More on Raja Rao ( from Indian Communication Center)
Raja Rao, author of well known books like Serpent and the Rope and Kanthapura, called Austin his home. He was living in Austin for many years. There is now a project called Raja Rao Project initiated by his student David Iglehart.
"I write to you, at the hour of dusk, the auspicious hour, because it is non-dual, and therefore transcendent: the moment when the day and night do not meet, but leave a depth of silence, and so the edge of sound, lingering towards its origins. It's a noble hour because it affirms the unnameable." - Raja Rao, 1988
With his profound and innovative fiction, Raja Rao had enabled modern readers of English to experience the spiritual depths of Indian culture. All of his works involve a search for the fundamental reality in life, which has led him to an investigation of the very nature of writing. For Raja Rao, writing is a sadhana, a spiritual discipline whose goal is the realization of Truth itself. Words become mantras, powerful syllables whose sound and meaning can move the reader toward that goal by giving them experiences of it.
Within India and influential circles in the West, Raja Rao's reputation had been great. The audience for his work comprised general readers, readers around the world who are interested in India, and Indian readers. His writing was the voice of an ancient, insightful culture that speaks to the modern world.

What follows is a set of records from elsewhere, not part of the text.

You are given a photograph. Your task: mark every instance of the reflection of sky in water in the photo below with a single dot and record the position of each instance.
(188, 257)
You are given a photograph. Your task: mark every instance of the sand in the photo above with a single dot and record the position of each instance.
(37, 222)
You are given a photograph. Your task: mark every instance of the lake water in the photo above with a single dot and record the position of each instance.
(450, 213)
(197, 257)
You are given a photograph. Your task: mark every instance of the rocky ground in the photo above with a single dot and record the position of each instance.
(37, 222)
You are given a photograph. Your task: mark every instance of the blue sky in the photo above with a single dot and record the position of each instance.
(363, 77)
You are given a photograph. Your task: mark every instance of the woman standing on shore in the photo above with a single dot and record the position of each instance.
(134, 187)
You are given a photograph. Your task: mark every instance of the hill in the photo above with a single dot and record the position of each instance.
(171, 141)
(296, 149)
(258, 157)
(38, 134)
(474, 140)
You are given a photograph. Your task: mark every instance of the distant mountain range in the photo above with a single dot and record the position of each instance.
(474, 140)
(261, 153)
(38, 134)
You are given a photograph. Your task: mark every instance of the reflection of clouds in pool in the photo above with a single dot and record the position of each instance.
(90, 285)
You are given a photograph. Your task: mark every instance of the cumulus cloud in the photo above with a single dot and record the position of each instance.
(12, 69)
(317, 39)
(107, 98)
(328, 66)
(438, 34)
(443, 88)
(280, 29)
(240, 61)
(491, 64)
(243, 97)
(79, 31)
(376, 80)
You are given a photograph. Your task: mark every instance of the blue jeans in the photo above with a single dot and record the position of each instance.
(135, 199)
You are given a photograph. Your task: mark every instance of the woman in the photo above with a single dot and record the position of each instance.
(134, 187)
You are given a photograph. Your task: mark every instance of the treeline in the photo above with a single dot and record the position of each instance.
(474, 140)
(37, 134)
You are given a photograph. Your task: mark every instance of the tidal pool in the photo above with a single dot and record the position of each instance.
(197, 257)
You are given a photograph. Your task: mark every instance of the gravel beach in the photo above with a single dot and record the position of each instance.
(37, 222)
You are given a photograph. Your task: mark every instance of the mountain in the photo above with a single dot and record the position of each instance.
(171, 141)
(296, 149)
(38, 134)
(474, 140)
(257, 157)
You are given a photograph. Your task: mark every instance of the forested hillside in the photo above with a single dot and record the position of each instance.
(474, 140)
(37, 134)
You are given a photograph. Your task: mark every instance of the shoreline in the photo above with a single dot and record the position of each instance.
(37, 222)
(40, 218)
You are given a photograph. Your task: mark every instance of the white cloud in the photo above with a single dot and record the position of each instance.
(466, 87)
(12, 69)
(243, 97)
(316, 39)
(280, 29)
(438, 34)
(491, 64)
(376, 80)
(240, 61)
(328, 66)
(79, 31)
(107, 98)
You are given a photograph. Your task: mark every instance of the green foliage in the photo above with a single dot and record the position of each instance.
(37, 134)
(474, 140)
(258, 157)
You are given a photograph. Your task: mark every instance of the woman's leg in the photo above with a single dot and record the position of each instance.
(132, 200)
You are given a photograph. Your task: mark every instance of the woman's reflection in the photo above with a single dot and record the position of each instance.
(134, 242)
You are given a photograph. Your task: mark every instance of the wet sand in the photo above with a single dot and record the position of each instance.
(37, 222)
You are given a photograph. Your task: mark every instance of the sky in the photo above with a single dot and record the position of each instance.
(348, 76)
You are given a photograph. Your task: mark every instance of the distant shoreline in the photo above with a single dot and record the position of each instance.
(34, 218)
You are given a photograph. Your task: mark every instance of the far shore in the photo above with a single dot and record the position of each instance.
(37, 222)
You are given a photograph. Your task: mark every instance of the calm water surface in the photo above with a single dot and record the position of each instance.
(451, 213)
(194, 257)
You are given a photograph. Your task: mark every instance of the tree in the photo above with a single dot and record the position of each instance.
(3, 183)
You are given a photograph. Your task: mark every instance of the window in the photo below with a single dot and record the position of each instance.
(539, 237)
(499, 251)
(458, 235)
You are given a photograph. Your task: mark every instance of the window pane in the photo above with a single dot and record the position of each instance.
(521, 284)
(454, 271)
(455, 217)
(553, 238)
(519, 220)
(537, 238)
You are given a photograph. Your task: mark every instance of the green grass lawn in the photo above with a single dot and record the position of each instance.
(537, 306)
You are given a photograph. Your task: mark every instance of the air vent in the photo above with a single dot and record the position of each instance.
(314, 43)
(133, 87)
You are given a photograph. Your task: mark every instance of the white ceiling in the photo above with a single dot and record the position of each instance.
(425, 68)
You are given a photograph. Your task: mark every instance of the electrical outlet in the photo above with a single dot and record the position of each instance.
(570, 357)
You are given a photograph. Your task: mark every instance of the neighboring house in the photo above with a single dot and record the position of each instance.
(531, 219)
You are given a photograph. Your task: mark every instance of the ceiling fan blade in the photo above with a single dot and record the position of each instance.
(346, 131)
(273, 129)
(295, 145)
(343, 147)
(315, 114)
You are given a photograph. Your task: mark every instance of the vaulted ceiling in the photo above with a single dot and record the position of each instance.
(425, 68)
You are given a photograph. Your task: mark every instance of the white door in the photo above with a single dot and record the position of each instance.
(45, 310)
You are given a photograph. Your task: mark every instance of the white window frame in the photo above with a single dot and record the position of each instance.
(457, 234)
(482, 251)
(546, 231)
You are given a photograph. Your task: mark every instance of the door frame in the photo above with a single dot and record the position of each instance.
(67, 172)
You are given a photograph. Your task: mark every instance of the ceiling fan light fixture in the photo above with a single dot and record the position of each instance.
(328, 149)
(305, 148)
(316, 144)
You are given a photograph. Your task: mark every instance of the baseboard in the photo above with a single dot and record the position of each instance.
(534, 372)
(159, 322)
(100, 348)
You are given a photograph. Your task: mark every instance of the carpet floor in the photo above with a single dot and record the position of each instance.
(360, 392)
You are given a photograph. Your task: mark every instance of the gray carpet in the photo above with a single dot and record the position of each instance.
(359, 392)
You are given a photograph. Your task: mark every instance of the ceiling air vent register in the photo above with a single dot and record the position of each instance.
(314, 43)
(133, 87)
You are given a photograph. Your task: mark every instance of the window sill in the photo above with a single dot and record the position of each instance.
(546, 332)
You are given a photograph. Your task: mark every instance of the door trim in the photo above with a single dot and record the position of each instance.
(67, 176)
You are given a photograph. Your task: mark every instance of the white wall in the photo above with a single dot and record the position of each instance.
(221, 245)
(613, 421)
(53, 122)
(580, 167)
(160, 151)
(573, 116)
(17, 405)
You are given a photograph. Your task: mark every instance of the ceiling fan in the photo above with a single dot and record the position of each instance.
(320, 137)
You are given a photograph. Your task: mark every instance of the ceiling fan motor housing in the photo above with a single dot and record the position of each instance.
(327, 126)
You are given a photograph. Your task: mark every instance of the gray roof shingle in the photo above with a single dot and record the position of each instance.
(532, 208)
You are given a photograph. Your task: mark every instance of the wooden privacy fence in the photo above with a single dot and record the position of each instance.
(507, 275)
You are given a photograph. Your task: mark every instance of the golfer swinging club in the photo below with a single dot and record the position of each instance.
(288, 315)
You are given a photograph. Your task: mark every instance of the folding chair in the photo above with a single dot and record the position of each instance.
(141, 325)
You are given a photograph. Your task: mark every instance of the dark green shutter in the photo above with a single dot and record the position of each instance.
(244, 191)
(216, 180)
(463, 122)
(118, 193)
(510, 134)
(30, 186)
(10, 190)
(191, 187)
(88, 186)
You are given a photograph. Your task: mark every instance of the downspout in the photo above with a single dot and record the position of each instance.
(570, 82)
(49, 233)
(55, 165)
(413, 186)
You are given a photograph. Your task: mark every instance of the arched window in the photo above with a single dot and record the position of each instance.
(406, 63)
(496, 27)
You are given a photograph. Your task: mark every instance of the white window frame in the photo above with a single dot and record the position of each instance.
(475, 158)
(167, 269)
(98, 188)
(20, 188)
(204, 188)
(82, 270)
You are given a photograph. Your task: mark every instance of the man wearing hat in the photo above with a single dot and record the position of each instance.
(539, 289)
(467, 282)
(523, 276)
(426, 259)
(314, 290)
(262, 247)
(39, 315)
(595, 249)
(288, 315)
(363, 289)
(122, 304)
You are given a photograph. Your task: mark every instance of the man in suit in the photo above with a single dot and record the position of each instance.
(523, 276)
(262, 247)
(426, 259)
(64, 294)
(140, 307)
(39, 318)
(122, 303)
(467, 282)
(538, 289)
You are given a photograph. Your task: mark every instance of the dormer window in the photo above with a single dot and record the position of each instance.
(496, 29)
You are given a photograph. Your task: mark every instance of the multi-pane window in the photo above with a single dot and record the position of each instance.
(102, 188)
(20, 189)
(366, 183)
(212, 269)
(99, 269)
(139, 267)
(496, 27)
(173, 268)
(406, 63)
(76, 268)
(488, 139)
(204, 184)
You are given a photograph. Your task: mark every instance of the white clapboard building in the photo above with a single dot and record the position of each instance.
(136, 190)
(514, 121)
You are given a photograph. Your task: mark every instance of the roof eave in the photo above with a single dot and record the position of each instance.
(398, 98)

"I am a proud Indian. It is my karma that has destined me to live more than half my life outside this Punyabhumi. India indeed is the land of the ultimate value. The Truth. Hence we can believe and shout Satyameva Jayate." - Raja Rao, 1998
According to R. Parthasarathy, poet, translator, critic, editor, and Director of the Program in Asian Studies at Skidmore College in New York,
"Rao is one of the most innovative novelists now writing. Departing boldly from the European tradition of the novel, he has indigenized it in the process of assimilating material from the Indian literary tradition. He has put the novel to uses to which it had not perhaps been put before by exploring the metaphysical basis of writing itself; of, in fact, the word. ... As a writer, Rao's concern is with the human condition rather than with a particular nation or ethnic group. ... The house of fiction that Rao has built is founded on the metaphysical and linguistic speculations of the Indians. It is to the masters of fiction in our time, such as Proust and Joyce, that we must ultimately turn for a writer of comparable stature."
The Raja Rao Publication Project at The University of Texas is working to make all of Raja Rao's writings, especially those still unpublished, available to readers around the world who are interested in his fiction and thought. The task of the project is to organize, edit, and secure publication for Raja Rao's unpublished novels, short stories, poetry, essays, and correspondence.